In altre parole, l'adozione di criteri che rimandano al principio di effettività (qui per la verità declinato nella sua dimensione "interna" e non nell'accezione "esterna" e cioè come regola di diritto internazionale pubblico per dirimere le controversie sulla cittadinanza tra stati, su cui pure non esiste unanimità di vedute in dottrina) è una scelta che spetta a ciascun legislatore nazionale e, nel caso concreto, l'ordinamento italiano ha da sempre previsto delle fattispecie di perdita della cittadinanza che implicano comportamenti "attivi" e "volontari". In questo senso, quindi, va interpretato il verbo "ottenere" utilizzato dall'articolo 11 n. 2 del Codice Civile del 1865 (il cui senso fu poi confermato dal successivo articolo 8 della Legge n. 555/1912), diversamente da quanto sostenuto dalla Corte di Appello che invece aveva valorizzato il mero silenzio dell'avo emigrante (peraltro, all'epoca il Governo italiano protestò per il trattamento giuridico riservato ai propri connazionali). Non a caso, alle medesime conclusioni era arrivata la Corte di Cassazione di Napoli nel lontanissimo 1907 nell'unico caso (almeno per quanto noto) in cui si discusse circa la rilevanza della "grande naturalizzazione brasiliana" nell'ordinamento italiano.

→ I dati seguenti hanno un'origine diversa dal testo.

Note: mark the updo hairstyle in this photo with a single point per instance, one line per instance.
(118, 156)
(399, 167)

In secondo luogo, la Suprema Corte esclude che, anche in base alla medesima normativa brasiliana l'avo emigrante avesse realmente acquisito la cittadinanza brasiliana, posto che l'effettiva acquisizione dei diritti e dei doveri legati al nuovo status civitatis era legata ad una fattispecie a formazione progressiva che prevedeva, oltre al comportamento "passivo" (determinato dalla mancata dichiarazione di mantenimento della cittadinanza di origine), anche ad ulteriori attività (queste sì qualificabili come "attive") quali l'iscrizione nelle liste elettorali locali.

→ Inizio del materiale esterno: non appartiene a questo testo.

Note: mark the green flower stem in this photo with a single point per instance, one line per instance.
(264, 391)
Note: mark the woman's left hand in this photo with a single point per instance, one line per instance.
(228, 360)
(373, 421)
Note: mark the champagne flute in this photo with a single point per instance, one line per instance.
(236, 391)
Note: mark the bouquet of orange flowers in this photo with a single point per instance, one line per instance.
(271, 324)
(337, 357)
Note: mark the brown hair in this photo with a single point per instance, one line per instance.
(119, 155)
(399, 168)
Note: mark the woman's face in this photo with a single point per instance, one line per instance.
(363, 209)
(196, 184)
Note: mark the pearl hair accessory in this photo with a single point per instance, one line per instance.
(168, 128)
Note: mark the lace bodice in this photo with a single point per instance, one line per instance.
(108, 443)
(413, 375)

L'illegittimità dal punto di vista sostanziale delle decisioni impugnate era accompagnata anche da una illegittimità processuale, posto che la perdita della cittadinanza italiana era stata provata sostanzialmente attraverso presunzioni semplici e generiche, e in contrasto con un documento pubblico emesso dallo stato straniero che invece attestava esattamente il contrario. Anche per questa ragione, la Suprema Corte ribadisce che anche in tema di cittadinanza italiana (anzi a maggior ragione in relazione ad uno status così centrale nella vita di una persona e di un ordinamento) occorre applicare in maniera rigorosa la ripartizione dell'onere della prova, spettando al discendente l'onere di provare l'originaria attribuzione della cittadinanza italiana e la ininterrotta trasmissione della stessa sino allo stesso e a chi vuole eccepire una circostanza impeditiva od estintiva di tale diritto dimostrare le relative circostanze.

I vari percorsi argomentativi – qui molto sinteticamente riassunti – hanno, quindi, portato la Suprema Corte all'elaborazione di quattro importanti e chiari principi di diritto che sicuramente sono destinati a fare chiarezza sui casi di perdita della cittadinanza italiana per diritto di sangue.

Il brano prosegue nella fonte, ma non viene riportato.